Les cinq erreurs qui font échouer une session

La plupart des abandons ne viennent pas d’un manque de volonté mais de cinq erreurs très reproductibles.

Préparer trop. La tentation du premier dimanche est de cuisiner pour sept jours. Visez quatre, quitte à refaire une mini-session le mercredi : sous traitement, l’appétit de la semaine est difficile à prévoir, et jeter ses propres préparations décourage durablement.

Assaisonner à l’avance. Une base fortement épicée le dimanche devient immangeable le jeudi si votre tolérance a changé. Gardez les bases neutres et assaisonnez dans l’assiette, au dernier moment.

Négliger la texture. Un poulet rôti sec passe très mal les jours difficiles. Privilégiez systématiquement les cuissons humides — pochage, vapeur, mijoté — qui restent agréables même réchauffées.

Empiler les mêmes saveurs. Trois bols identiques d’affilée et vous ne toucherez plus au réfrigérateur. C’est le rôle de la sauce et des formats différents : même contenu, perception différente.

Oublier les jours d’injection. Réservez toujours deux portions très douces — bouillon, riz nature, purée — pour les 48 heures qui suivent la piqûre. C’est la seule partie du planning qu’il ne faut jamais improviser.
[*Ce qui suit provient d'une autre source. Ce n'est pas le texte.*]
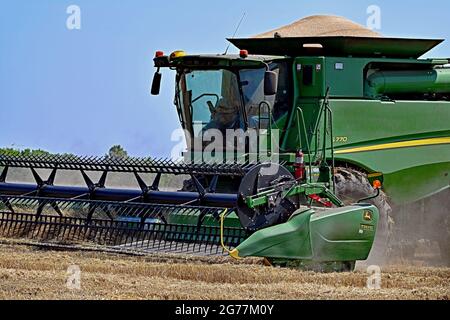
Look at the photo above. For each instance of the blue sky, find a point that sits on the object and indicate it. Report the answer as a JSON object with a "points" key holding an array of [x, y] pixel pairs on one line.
{"points": [[82, 91]]}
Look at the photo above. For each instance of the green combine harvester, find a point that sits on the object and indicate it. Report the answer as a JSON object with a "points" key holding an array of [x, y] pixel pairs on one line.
{"points": [[328, 134]]}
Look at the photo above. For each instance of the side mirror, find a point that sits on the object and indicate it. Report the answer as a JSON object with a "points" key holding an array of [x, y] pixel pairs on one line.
{"points": [[156, 84], [270, 83]]}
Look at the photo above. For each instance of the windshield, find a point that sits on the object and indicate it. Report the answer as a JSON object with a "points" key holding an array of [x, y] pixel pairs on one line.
{"points": [[211, 100]]}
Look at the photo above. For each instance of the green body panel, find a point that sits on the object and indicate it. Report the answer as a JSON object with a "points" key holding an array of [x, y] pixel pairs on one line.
{"points": [[411, 171], [398, 82], [341, 234]]}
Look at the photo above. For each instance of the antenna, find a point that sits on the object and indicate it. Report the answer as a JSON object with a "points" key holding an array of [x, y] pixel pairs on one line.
{"points": [[235, 31]]}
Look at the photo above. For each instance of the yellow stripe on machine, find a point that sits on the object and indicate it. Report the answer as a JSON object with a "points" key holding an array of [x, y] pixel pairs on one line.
{"points": [[396, 145]]}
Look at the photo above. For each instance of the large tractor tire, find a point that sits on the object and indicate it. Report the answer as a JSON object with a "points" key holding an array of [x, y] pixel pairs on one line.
{"points": [[351, 186]]}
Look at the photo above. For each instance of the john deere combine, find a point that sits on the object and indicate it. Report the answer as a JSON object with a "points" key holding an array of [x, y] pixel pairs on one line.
{"points": [[317, 125]]}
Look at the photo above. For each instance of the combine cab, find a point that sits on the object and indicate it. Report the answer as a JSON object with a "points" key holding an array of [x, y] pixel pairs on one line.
{"points": [[288, 151]]}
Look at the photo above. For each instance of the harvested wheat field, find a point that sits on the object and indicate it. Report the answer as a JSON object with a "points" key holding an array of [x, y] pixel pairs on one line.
{"points": [[28, 272]]}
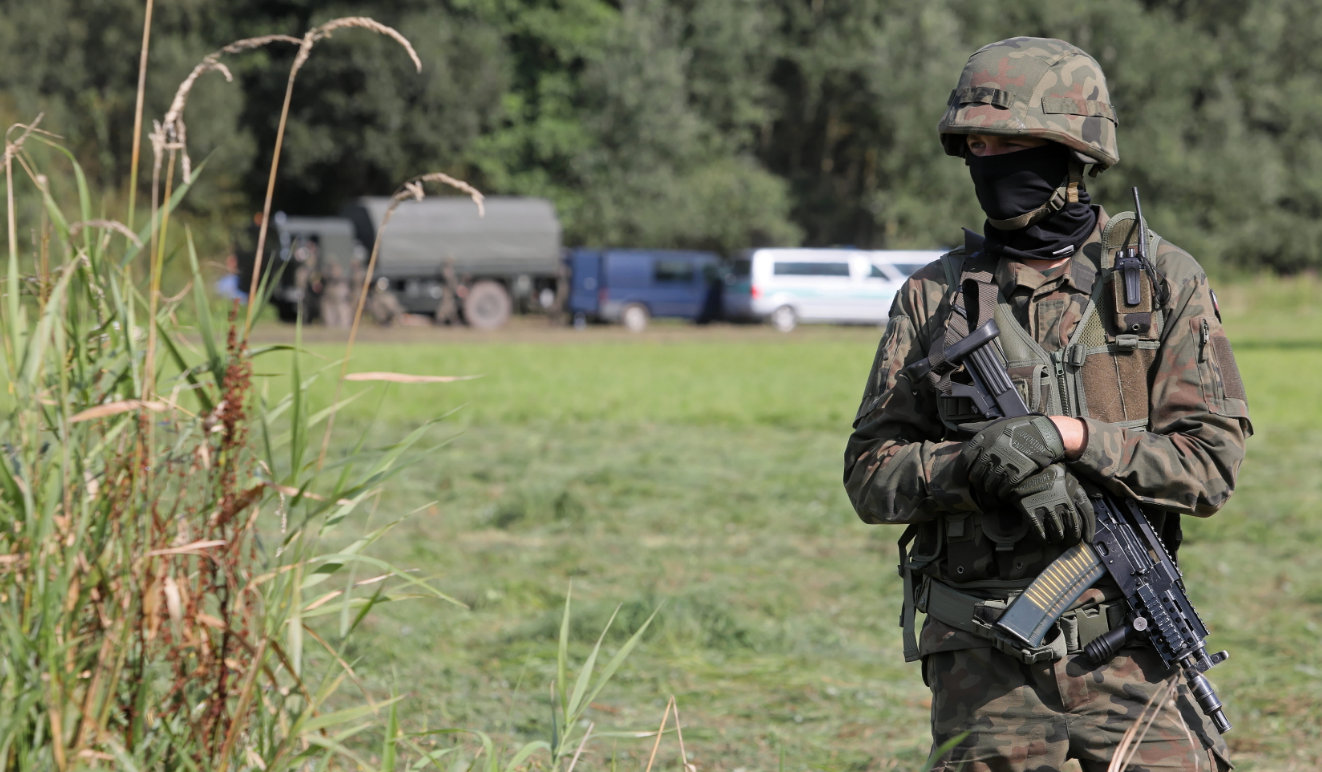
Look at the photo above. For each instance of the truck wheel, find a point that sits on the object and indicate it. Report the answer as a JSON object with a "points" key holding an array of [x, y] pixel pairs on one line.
{"points": [[487, 306], [784, 319], [635, 317]]}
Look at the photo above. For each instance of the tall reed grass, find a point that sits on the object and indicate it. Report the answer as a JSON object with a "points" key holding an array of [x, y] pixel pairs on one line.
{"points": [[160, 521], [168, 599]]}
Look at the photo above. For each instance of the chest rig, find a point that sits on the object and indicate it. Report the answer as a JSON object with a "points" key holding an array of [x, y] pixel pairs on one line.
{"points": [[1100, 373]]}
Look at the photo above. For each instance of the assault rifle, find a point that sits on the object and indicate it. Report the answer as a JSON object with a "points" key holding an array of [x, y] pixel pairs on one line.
{"points": [[1125, 546]]}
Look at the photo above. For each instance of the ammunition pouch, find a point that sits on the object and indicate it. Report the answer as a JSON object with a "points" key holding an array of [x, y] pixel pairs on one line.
{"points": [[1074, 631]]}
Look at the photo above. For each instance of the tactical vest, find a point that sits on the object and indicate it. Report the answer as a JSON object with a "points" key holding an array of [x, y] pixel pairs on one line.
{"points": [[1101, 373]]}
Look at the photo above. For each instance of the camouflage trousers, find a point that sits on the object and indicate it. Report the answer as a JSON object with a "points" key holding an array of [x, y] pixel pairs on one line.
{"points": [[1031, 718]]}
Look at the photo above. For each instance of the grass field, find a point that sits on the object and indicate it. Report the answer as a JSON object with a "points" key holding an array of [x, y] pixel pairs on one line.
{"points": [[697, 471]]}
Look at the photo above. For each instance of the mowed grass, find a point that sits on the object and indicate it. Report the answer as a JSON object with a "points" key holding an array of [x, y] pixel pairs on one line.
{"points": [[698, 471]]}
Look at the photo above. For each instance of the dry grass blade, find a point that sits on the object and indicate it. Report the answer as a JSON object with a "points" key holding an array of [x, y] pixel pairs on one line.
{"points": [[670, 706], [116, 407], [413, 189], [192, 549], [299, 60], [12, 146], [352, 21], [171, 132], [107, 225], [407, 378], [579, 750], [1134, 734]]}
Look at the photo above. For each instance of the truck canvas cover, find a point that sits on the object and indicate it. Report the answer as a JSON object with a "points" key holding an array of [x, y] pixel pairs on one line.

Ce que cette méthode change vraiment

Le bénéfice évident est le temps gagné. Le vrai bénéfice est ailleurs : quand des bases prêtes attendent au réfrigérateur, on ne saute plus de repas par découragement, et on ne se rabat plus sur le grignotage faute d’énergie pour cuisiner. C’est exactement là que se joue la préservation des protéines et de la masse musculaire pendant une perte de poids rapide. Notre guide sur le meal prep en lunchbox complète cette approche pour les repas pris à l’extérieur.

Un dernier conseil : notez ce que vous mangez réellement pendant la semaine. Beaucoup de personnes découvrent, en tenant un journal, qu’elles plafonnent à 50 ou 60 g de protéines quotidiennes alors qu’elles se croyaient à 90. L’application MounjaGO permet de consigner repas, poids, injections et effets secondaires au même endroit, puis d’exporter un rapport PDF pour votre médecin — 12 € à vie, sans abonnement. Et si vous voulez situer votre point de départ, notre calculateur d’IMC avec projection de perte de poids donne un repère chiffré en quelques secondes.

Deux heures le dimanche, six bases, et le reste de la semaine cesse d’être une négociation permanente avec votre appétit.